Vary the recording timeout lenght

MSJarre · January 20, 2020, 9:38am

Hi,

New to Mycroft, this is my first post on this forum. Really like this project.
I’ve seen in the mic class that there’s a RECORDING_TIMEOUT variable that defines the number of seconds Mycroft will be listening to you. It is possible to change this variable but I couldn’t find a way to vary the value of the variable depending on where it is called on my skill.

What I would like to do is to have Mycroft listening for 10 seconds max in general ( so RECORDING_TIMEOUT = 10), but also have a get_response function where it only listen for 3 seconds looking for an answer on my part.
Maybe - passing a record_time variable to my get_response function / Override it - could do the job ?

Thanks in advance

pcwii · January 20, 2020, 12:03pm

Welcome to the forum. This is something I would be interested in as well. I have not been able to find any documents on this. I am hoping @gez-mycroft can point us in the right direction.

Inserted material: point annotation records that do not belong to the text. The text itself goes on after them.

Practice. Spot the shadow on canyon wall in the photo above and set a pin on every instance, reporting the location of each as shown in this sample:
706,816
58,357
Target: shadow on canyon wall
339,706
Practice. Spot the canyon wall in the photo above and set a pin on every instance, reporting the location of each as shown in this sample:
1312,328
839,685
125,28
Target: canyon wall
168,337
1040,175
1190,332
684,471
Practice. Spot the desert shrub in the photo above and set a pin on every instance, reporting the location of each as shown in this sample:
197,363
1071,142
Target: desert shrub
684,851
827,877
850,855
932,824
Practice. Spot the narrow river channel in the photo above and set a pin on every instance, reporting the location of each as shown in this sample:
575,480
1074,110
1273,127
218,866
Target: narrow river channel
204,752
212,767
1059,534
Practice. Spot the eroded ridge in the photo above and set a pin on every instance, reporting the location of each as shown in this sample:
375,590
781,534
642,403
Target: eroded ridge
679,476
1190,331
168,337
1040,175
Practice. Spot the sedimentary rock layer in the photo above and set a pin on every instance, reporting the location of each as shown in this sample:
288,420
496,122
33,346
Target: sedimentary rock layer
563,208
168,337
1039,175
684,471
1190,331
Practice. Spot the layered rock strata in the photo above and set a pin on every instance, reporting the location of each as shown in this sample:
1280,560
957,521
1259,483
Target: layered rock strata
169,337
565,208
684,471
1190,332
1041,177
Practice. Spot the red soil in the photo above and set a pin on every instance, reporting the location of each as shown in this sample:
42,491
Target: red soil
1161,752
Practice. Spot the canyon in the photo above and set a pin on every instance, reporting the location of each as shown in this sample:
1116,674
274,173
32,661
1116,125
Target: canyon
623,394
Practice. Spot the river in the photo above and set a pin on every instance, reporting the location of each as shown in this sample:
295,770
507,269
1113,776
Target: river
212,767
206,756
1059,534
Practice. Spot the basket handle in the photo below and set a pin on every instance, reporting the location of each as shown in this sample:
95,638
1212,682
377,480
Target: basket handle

Dominik · January 20, 2020, 12:31pm

As far as I understand the RECORDING_TIMEOUT value is hardcoded: https://github.com/MycroftAI/mycroft-core/blob/0b0f31d1ccb49b2d8bcf2ecb426c8fd7120caa9c/mycroft/client/speech/mic.py#L202

Exposing the RECORDING_TIMEOUT to mycroft.conf should be an easy task. Making it a dynamic value that can be passed for a conversational context skill will be a bit more work…

Maybe you can open an issue in the mycroft-core repository on Github (or check if similar issue already exists).

MSJarre · January 20, 2020, 12:39pm

Ok , i’ll try that way. Thank you for the directions.

gez-mycroft · January 20, 2020, 2:02pm

Hi MSJarre, welcome to the Community

The hardcoded length is the maximum length of recording and I don’t believe there is a simple way to modify this other than to edit mycroft-core. However it’s likely that you don’t need to change this.

You will also see in the ResponsiveRecognizer class that Dominik has linked to there are some other values as well

10s is the longest allowable utterance
0.5s is the shortest allowable utterance (eg “no”)
0.25s is the shortest period of silence before it will consider an utterance complete
3.0s is the longest it will wait for a response.

So we don’t upload 10 seconds of audio for every utterance. A short utterance like “no” might be less than 1 second of actual speech, then the system waits for at least 0.25s after the noise has stopped to consider the utterance complete. The resulting audio file might be 0.5s of silence waiting for the user to respond, 0.6s of the user speaking, and 0.3s of silence again. Now we only have to handle 1.4s of audio which makes for faster upload, Speech-To-Text transcription, and overall response times.

Does that help, or is there a specific use case you have that requires a 3 second response?

MSJarre · January 20, 2020, 2:48pm

Hi,
Indeed I thought that the whole wav file was uploaded, but even though it’s not, my biggest problem was that in noisy environments, Mycroft would record a long time when I only wanted some type of very small confirmation or cancellation (something close to the validator / cancel function in get_response).

I ended up setting a Recording_Timeout in mycroft.conf like @Dominik suggested, so I can now change it when I want, & the new value is loaded with an update of the config added to mycroft-core inside the ResponsiveRecognizer class.

Problem solved, thank you.